Project progress: Starting in 2004 and carrying through to 2008, the World Parrot Trust funded a number of studies for Meyer’s Parrot, including one with Dr. Steve Boyes, who studied its niche specialist qualities - research that is potentially useful for the conservation of other at-risk Poicephalus species in Africa.
Outcomes: Recent surveys have shown this species has a wider range than previously thought in some areas to the north and west; conversely, other areas show a near-disappearance. More research is needed, as it will lead to a conservation plan for the Meyer's and the more threatened parrots, and special reproductive aids for them such as nest boxes for breeding.
Wild population: Unknown
Where found: P.m meyeri: NE Cameroon through S Chad east to S Sudan, W Ethiopia and SW Eritrea.
P.m. transvaalensis: S Zambia and N Mocambique through Zimbabwe to NE Botswana and south to Transvaal, NE Republic of S Africa.
P.m. damarensis: NW Botswana, west to C Namibia and S Angola.
P.m. reichenowi: N and C Angola and SW Democratic Republic of Congo.
P.m. matschiei: SE Democratic Republic of Congo, C and N Zambia, N Malawi and SW Tanzania.
P.m. saturatus: W Tanzania, through Burundi, Rwanda and E Democratic Republic of Congo to Uganda and C Kenya, east to Meru.
History: Meyer’s Parrot, Poicephalus meyeri, is listed as a CITES II species, and is not considered globally threatened.

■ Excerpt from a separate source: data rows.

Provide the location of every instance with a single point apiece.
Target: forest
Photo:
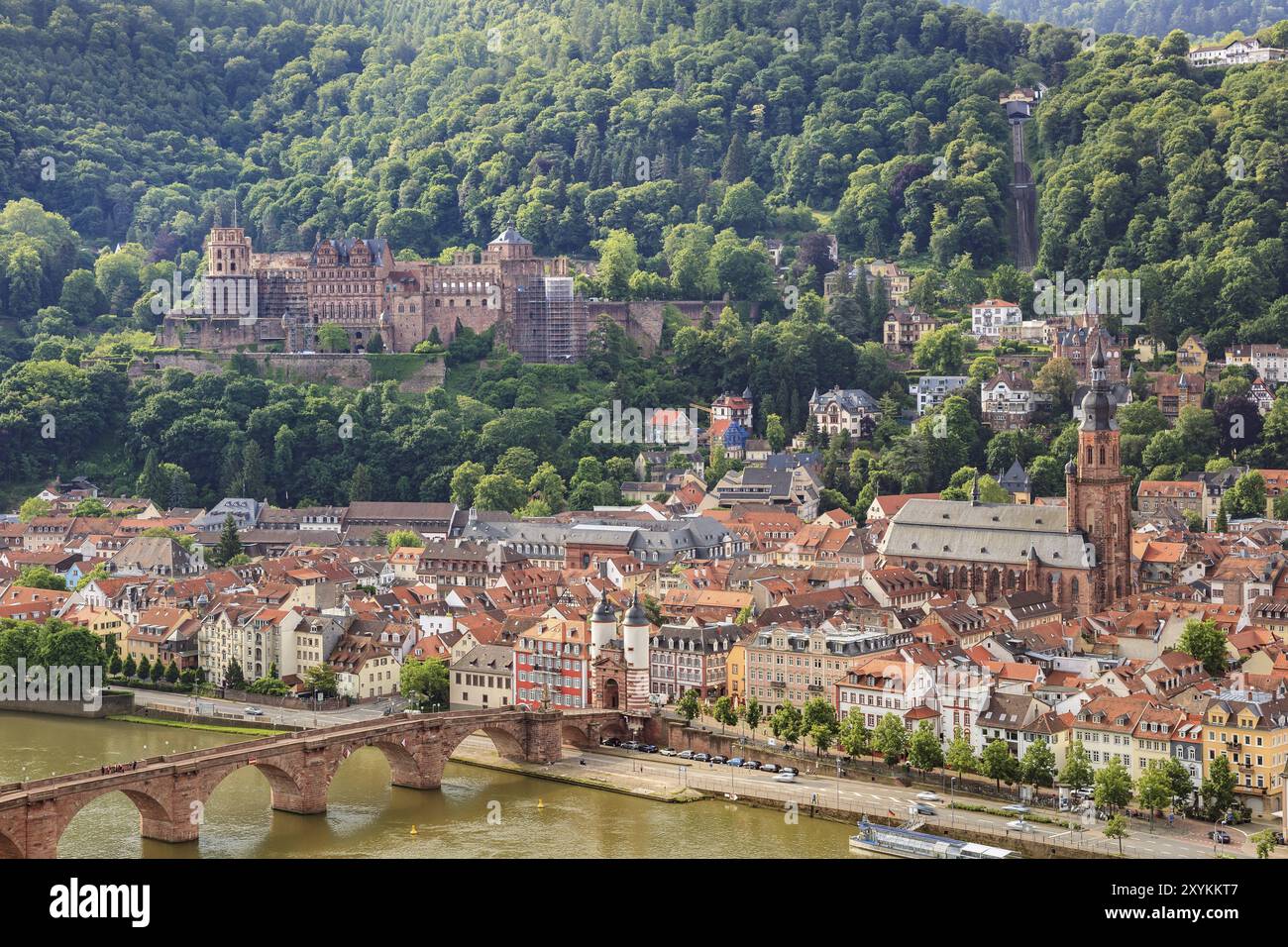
(666, 141)
(1144, 17)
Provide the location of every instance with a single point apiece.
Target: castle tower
(603, 625)
(228, 286)
(1099, 493)
(635, 629)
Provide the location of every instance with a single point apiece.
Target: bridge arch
(587, 735)
(404, 767)
(151, 809)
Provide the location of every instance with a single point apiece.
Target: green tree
(1037, 767)
(403, 538)
(1218, 789)
(1113, 787)
(923, 749)
(1265, 843)
(688, 706)
(854, 737)
(818, 716)
(1154, 788)
(40, 578)
(333, 338)
(322, 680)
(1117, 828)
(465, 479)
(999, 764)
(230, 543)
(786, 723)
(724, 712)
(361, 486)
(960, 757)
(890, 738)
(33, 508)
(425, 684)
(940, 351)
(1205, 642)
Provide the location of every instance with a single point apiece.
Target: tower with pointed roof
(1099, 495)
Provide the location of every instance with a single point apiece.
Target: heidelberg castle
(252, 299)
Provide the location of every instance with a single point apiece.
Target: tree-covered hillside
(432, 123)
(1176, 176)
(1144, 17)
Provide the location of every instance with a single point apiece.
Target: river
(478, 812)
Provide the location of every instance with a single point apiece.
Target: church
(1081, 554)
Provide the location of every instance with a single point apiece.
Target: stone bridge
(170, 791)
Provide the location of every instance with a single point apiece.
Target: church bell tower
(1099, 493)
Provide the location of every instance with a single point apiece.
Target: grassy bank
(207, 727)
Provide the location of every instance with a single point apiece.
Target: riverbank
(480, 753)
(189, 725)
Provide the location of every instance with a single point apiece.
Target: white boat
(889, 841)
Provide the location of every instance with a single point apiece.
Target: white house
(990, 317)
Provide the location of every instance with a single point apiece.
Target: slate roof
(1001, 534)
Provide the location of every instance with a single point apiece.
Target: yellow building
(1192, 356)
(1151, 742)
(735, 671)
(102, 622)
(1249, 728)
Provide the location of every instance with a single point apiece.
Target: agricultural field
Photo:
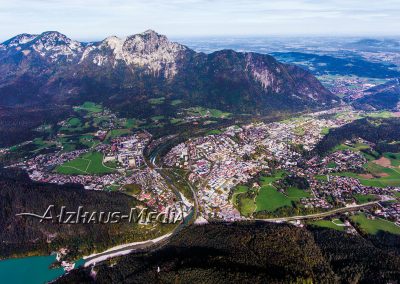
(156, 101)
(373, 226)
(267, 197)
(206, 112)
(270, 199)
(361, 198)
(385, 171)
(176, 102)
(116, 133)
(87, 164)
(335, 224)
(90, 107)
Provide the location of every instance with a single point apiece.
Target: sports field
(87, 164)
(269, 198)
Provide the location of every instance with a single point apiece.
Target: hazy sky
(97, 19)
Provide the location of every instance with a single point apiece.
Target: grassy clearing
(214, 132)
(383, 176)
(270, 199)
(87, 164)
(176, 102)
(157, 118)
(206, 112)
(90, 107)
(238, 190)
(361, 198)
(334, 224)
(296, 194)
(157, 101)
(373, 226)
(117, 133)
(176, 120)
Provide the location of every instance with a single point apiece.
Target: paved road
(319, 215)
(156, 243)
(149, 244)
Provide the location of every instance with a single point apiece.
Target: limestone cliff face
(51, 67)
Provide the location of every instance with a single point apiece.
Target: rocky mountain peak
(18, 40)
(55, 45)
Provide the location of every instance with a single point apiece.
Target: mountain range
(382, 97)
(124, 73)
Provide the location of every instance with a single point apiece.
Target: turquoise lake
(30, 270)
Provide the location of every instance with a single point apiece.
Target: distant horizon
(226, 36)
(92, 20)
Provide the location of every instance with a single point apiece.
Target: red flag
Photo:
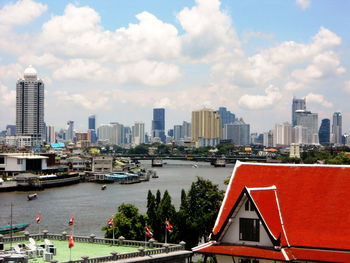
(148, 232)
(70, 241)
(168, 226)
(71, 221)
(110, 222)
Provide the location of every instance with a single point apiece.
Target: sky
(120, 59)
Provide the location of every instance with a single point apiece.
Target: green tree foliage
(128, 223)
(341, 158)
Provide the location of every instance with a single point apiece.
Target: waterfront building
(178, 133)
(282, 136)
(70, 131)
(337, 128)
(226, 116)
(206, 124)
(11, 130)
(300, 135)
(92, 122)
(310, 122)
(297, 104)
(238, 132)
(324, 132)
(138, 133)
(30, 106)
(186, 130)
(282, 213)
(158, 124)
(268, 139)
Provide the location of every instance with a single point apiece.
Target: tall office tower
(10, 130)
(337, 128)
(206, 127)
(70, 131)
(186, 129)
(138, 133)
(324, 132)
(298, 104)
(51, 136)
(178, 132)
(226, 116)
(158, 124)
(268, 139)
(309, 121)
(238, 132)
(92, 122)
(30, 106)
(282, 135)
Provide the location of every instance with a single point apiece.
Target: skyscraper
(309, 121)
(158, 124)
(206, 127)
(70, 131)
(30, 106)
(337, 128)
(238, 132)
(138, 133)
(324, 132)
(92, 122)
(298, 104)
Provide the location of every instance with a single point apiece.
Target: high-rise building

In spite of this, numbers in northern South Africa and parts of Zimbabwe have been considerably reduced by habitat destruction and human-animal conflict. This species has also been heavily traded: since 1981, 75,387 wild-caught individuals have been recorded in international trade (UNEP-WCMC CITES Trade Database, January 2005). These human-parrot interactions are escalating.
- Heavy trading on international wildlife market
- Habitat destruction and changes
- Loss of special breeding trees
Ecology: The Meyer’s Parrot is found in most parts of Africa in a variety of woodlands: dry savanna, gallery and riparian areas, secondary growth and some cultivated fields up to an elevaton of 2200m (7216 ft). They eat fruits, nuts and seeds, along with a few legumes. Occasionally they can be seen foraging on grain and insects. They are occasionally found in suburban areas. Bird are seen in pairs or groups of up to 50 birds at food sources, where they spend the day before roosting in tree cavities for the night.